Rummikub: Hybrids can yield beautiful, resilient offspring in the realm of breeding, and apparently also in the world of gaming. This tile game marries aspects of rummy and mahjong for an experience that is engaging and addicting. Just beware, it might not be fun for color blind folks. Requires no electricity, but gameplay seems to improve with cocktails. – Robert Morast
The War on Drugs: This Philly group has some obvious Dylan and Springsteen tendencies wrapped in a sonic shell of melancholy. But, remember, not all melancholy is bad. And when you’re watching newscasts about a hurricane coming to cover your world the prosaic reflection of this band’s folksy rock feels kinda nice. – R.M.
Prince, “Purple Rain” Deluxe Edition: “Purple Rain” is a perfect album, so a deluxe edition is really like getting bonus icing. The music extras range from interesting to excellent, but the real gem within this recent release is visual: a DVD of a complete concert from Syracuse, N.Y., from 1985 that includes the nine “Purple Rain” songs as well as another 10 from his earlier recordings. And this was a peak era for Prince as performer/entertainer. – A.D.

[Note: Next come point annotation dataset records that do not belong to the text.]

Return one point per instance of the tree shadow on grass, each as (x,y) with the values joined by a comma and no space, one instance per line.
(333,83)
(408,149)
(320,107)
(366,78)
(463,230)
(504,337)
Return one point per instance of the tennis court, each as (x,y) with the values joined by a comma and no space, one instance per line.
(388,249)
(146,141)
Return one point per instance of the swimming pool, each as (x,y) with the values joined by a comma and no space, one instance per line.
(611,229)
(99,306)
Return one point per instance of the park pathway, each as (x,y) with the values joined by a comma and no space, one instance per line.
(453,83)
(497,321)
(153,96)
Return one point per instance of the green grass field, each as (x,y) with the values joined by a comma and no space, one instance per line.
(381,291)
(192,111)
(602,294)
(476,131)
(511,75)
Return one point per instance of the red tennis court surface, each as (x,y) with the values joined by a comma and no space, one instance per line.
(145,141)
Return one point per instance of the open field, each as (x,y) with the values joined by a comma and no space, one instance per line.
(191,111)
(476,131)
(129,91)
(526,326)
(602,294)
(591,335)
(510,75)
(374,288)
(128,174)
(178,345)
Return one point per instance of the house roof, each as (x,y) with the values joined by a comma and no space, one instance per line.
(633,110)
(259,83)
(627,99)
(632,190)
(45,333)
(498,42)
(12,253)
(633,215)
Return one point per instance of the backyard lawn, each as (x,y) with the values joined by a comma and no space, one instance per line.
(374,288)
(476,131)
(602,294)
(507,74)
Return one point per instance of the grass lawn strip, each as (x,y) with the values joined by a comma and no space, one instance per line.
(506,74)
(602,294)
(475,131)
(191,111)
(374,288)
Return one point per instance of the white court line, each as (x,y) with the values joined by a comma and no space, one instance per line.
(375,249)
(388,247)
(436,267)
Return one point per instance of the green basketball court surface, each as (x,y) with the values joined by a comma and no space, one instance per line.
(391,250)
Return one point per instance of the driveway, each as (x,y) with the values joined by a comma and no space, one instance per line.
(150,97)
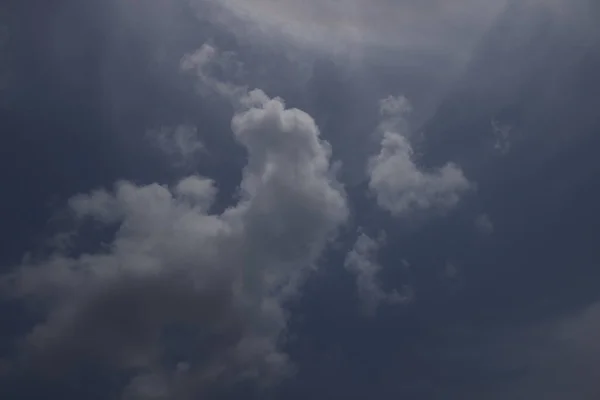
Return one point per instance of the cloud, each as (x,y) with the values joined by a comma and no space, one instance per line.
(484,224)
(399,184)
(400,24)
(207,63)
(501,134)
(362,261)
(171,265)
(182,143)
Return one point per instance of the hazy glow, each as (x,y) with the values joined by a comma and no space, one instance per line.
(399,23)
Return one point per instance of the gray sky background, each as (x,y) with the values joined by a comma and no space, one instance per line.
(288,200)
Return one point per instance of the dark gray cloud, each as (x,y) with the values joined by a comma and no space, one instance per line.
(180,281)
(172,262)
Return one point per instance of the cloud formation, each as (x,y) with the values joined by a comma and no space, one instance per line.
(404,24)
(399,184)
(182,143)
(172,266)
(362,261)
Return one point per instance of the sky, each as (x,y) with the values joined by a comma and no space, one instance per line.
(272,199)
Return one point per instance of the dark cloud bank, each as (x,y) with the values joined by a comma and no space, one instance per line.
(204,203)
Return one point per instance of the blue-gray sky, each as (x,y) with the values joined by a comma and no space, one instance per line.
(215,199)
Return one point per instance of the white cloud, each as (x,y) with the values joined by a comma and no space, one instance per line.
(398,183)
(171,261)
(362,261)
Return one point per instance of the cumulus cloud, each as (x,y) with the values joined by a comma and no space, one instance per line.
(362,261)
(398,183)
(172,266)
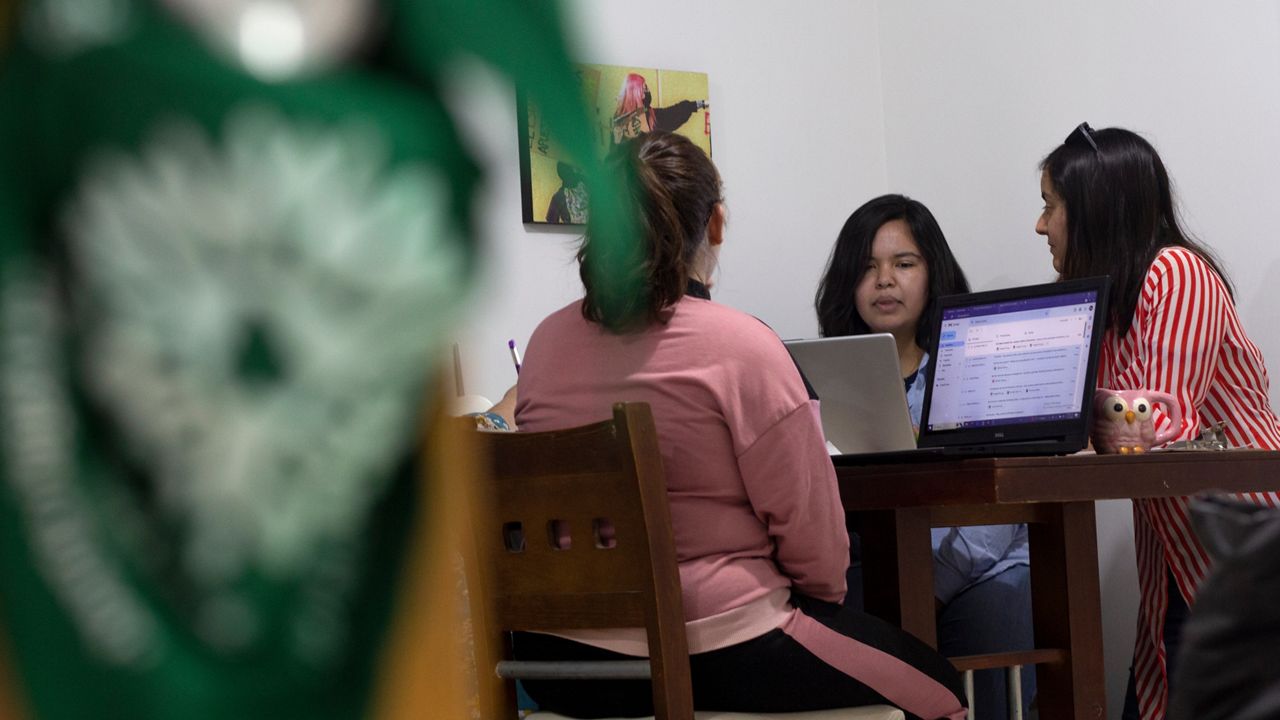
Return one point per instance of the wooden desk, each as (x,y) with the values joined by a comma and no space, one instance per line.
(896,505)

D’Angelo, “Brown Sugar” Deluxe Edition: D’Angelo’s 1995 debut gets a fancy schmantzy reissue today (you can hear it on Spotify) with more than 20 bonus tracks, including a pair of the album’s songs (the title track and “Me and Those Dreamin’ Eyes of Mine”) presented in mesmerizing a cappella versions. – A.D.
“Harvey”: There are countless movies that can feel appropriate for any given moment, but this 1950 film starring Jimmy Stewart follows a gentle man who believes a tall, invisible rabbit named Harvey follows him around. There are statements to made here about how apropos that is for an impending hurricane, but all you really need to know is that this is a sweet and endearing movie that doesn’t feel too dated. – R.M.